Slow vertex arrays?
category: general [glöplog]
Hello, I am just trying to test other ways to draw polygons in OpenGL than the first I learned in NeHe. I have tried vertex arrays (not with indices yet) and surprisingly it's slower than even doing the same with simple glVertex commands. Why is this happening? Am I doing something wrong or is it normal?
The code:
const int num_scape_vertices = scape_width * scape_height * 4;
GLfloat scape_vertices[num_scape_vertices * 3];
void InitPlaneVarrays1()
{
int n = 0;
for (float z = -scape_height/2; z<scape_height/2; z++)
{
for (float x = -scape_width/2; x<scape_width/2; x++)
{
for (float j = 0.0f; j<=1.0f; j++)
{
for (float i = 0.0f; i<=1.0f; i++)
{
scape_vertices[n++] = x+fabs(i-j);
scape_vertices[n++] = 0.0f;
scape_vertices[n++] = z+j;
}
}
}
}
}
void DrawPlaneVarrays1()
{
glEnableClientState(GL_VERTEX_ARRAY);
glVertexPointer(3, GL_FLOAT, 0, scape_vertices);
glDrawArrays(GL_QUADS, 0, num_scape_vertices);
glDisableClientState(GL_VERTEX_ARRAY);
}
void DrawStuff()
{
glClear(GL_COLOR_BUFFER_BIT | GL_DEPTH_BUFFER_BIT);
glDisable(GL_DEPTH_TEST);
glDisable(GL_TEXTURE_2D);
glDisable(GL_BLEND);
glLoadIdentity();
glTranslatef(0.0f, -32.0f, -256.0f);
glColor4f(0.5f, 0.5f, 0.5f, 1.0f);
DrawPlaneVarrays1();
}
The simple GlVertex method (which sends the same exactly number of vertices, I mean even twice or more the connecting vertices without indices) was making 68fps, this vertex array method is making 39fps and the display list 462fps (I am planning to use this and then manipulate the vertex positions in the vertex shader). I know that if I use vertex arrays with indices I might get 4 times the speed and win over the simple method, but why the simple vertex array method with the same num of vertices looses in speed than even simple rows of glVertex3f commands? I have ATI HD 3650 here.

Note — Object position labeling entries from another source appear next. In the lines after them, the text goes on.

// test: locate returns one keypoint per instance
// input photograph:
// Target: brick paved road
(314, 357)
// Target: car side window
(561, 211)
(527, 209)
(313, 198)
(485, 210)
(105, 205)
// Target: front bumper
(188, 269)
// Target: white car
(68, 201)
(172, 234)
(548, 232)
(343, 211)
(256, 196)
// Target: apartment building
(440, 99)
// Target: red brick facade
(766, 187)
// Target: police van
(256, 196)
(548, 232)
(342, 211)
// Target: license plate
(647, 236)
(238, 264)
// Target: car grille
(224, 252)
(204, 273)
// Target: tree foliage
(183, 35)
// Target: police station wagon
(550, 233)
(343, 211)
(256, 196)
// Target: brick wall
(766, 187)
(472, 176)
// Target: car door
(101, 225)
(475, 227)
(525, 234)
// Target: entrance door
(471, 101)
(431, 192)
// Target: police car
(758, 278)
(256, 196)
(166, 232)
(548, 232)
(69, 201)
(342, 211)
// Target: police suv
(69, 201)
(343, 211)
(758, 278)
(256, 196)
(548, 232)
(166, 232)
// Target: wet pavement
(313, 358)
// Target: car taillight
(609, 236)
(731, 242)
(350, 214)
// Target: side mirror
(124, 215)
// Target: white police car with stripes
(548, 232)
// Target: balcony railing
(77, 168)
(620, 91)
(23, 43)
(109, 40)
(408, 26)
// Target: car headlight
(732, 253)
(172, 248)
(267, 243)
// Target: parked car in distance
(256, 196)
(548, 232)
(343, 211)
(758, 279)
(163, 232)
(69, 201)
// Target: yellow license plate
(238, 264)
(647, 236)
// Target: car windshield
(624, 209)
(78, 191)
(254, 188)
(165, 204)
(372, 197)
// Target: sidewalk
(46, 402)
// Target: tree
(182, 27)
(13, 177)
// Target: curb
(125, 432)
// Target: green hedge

Are VBO-Buffer objects the next thing to try? Have they significant gain over any of the other methods? Are they compatible or I should better stick to display lists? Would display lists be the most ok thing if I want to send a static plane of vertices like here so that I will manipulate later on the vertex shader?
The code:
const int num_scape_vertices = scape_width * scape_height * 4;
GLfloat scape_vertices[num_scape_vertices * 3];
void InitPlaneVarrays1()
{
int n = 0;
for (float z = -scape_height/2; z<scape_height/2; z++)
{
for (float x = -scape_width/2; x<scape_width/2; x++)
{
for (float j = 0.0f; j<=1.0f; j++)
{
for (float i = 0.0f; i<=1.0f; i++)
{
scape_vertices[n++] = x+fabs(i-j);
scape_vertices[n++] = 0.0f;
scape_vertices[n++] = z+j;
}
}
}
}
}
void DrawPlaneVarrays1()
{
glEnableClientState(GL_VERTEX_ARRAY);
glVertexPointer(3, GL_FLOAT, 0, scape_vertices);
glDrawArrays(GL_QUADS, 0, num_scape_vertices);
glDisableClientState(GL_VERTEX_ARRAY);
}
void DrawStuff()
{
glClear(GL_COLOR_BUFFER_BIT | GL_DEPTH_BUFFER_BIT);
glDisable(GL_DEPTH_TEST);
glDisable(GL_TEXTURE_2D);
glDisable(GL_BLEND);
glLoadIdentity();
glTranslatef(0.0f, -32.0f, -256.0f);
glColor4f(0.5f, 0.5f, 0.5f, 1.0f);
DrawPlaneVarrays1();
}
The simple GlVertex method (which sends the same exactly number of vertices, I mean even twice or more the connecting vertices without indices) was making 68fps, this vertex array method is making 39fps and the display list 462fps (I am planning to use this and then manipulate the vertex positions in the vertex shader). I know that if I use vertex arrays with indices I might get 4 times the speed and win over the simple method, but why the simple vertex array method with the same num of vertices looses in speed than even simple rows of glVertex3f commands? I have ATI HD 3650 here.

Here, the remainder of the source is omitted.